Ocorre, porém que, com o tempo, o projeto sofreu “inomináveis abusos” e a “formação de latifúndios” razões pelas quais, ao fim da revolução de 30, o interventor Mario Tourinho revogou todas as concessões, com exceção, porém, dos contratos celebrados com a Companhia de Terras e Francisco Gutierrez Beltrão, a partir de quando o governo assumiu diretamente a responsabilidade dos empreendimentos imobiliários e, nesse sentindo, passou até a criar várias colônias no Norte: Jaguapitã, Içara, Paranavaí, Centenário, Interventor e, outras no Oeste, Piquiri, Cantu, Goio-Erê, Mourão, etc., concorrendo com as colonizadoras privadas.
A esse tempo, no entanto, a cafeicultura paranaense passou a sofrer um surto maior de interesse e demanda, o que levou inúmeras outras empresas particulares a se envolverem nos empreendimentos imobiliários.
Porém, ao contrário da opinião comum, o desenvolvimento do norte do Paraná não resultou apenas da presença e do desempenho da CTNP. Sem dúvida ela representou um projeto inédito de colonização no país, bem dirigido e bem cumprido, associado a outros 41 empreendimentos imobiliários iguais em nosso país.
Mas, tem outro particular, abrangendo todo o projeto colonizador, sustentado pelo arquiteto e urbanista, mestre e doutor pela FAU-USP Alessandro Filla Rosanelli, professor da UFPR, de que a colonização do norte do Paraná não foi só um projeto agrícola pioneiro, foi também um projeto urbanístico.
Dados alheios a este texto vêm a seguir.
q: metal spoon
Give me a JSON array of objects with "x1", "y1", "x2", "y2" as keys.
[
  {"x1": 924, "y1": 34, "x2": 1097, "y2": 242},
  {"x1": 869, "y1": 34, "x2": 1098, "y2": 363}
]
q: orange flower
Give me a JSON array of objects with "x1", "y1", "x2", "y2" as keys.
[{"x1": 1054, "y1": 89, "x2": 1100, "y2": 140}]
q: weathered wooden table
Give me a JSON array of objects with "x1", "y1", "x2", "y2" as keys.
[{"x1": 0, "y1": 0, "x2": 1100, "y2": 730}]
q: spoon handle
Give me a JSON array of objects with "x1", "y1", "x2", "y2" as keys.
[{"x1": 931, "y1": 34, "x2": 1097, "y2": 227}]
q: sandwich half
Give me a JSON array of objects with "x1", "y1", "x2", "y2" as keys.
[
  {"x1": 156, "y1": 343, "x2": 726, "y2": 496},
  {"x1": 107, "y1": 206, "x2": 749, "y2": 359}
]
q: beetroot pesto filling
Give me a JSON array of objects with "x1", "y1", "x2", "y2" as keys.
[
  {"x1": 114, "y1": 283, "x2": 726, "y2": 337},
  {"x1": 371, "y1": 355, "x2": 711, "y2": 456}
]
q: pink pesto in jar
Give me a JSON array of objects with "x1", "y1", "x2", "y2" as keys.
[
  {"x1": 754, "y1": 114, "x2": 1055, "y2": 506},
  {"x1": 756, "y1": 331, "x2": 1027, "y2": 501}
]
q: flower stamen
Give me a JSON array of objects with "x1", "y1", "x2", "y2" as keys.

Citando tantas vezes Pierre Monbeig, geógrafo francês, nosso Rosanelli chama atenção para o pouco interesse mostrado pelos que tratam do avanço de nossas fronteiras sobre o papel cumprido pelas cidades, limitando-se à transformação da paisagem rural, ao progresso do povoamento ou a sua estrutura econômica ou fundiária.
A bem de ver, a versão que hoje se tem da conquista da fronteira é resultado da ação desses dois elementos distintos e inseparáveis, que são a colonização rural e a fundação de núcleos urbanos. Quando a fronteira ganha face urbana aí então ela se converte em espaço urbano.
Ora, as loteadoras semearam cidades por todo o norte do Estado, variando o número de acordo com os períodos de maior atividade. Até 2000, ou quase isso, foram fundados no norte do Paraná 96 núcleos urbanos, dos quais 62 pela CTNP, formando uma rede urbana e de boa densidade.
Esses primeiros núcleos surgiram, tantas vezes, de estabelecimentos comerciais de beira de estrada, ou nascidos da doação de um fazendeiro, senão de doação governamental ou são parte de um plano de colonização. Nascem às vezes ao redor de um hotel, de um cruzamento de trens. A ferrovia e a estrada de rodagem também têm servido como “agentes de povoamento”. As cidades têm em regra 30 km uma da outra, distância comum para que as ferrovias se sirvam do abastecimento de lenha ou de água.
O planejamento das estruturas agrárias procura evitar o isolamento do sitiante, porque a proximidade de uma cidade é sempre condição favorável para atrair para a compra do sítio.
Enfim, o tema da colonização do norte do Paraná, ainda mantém espaço aberto para que, diante da admiração e do orgulho de nossa prosperidade e da integração do Paraná de hoje, mesmo assim desperte nosso interesse em reviver os traços originais de sua complementaridade.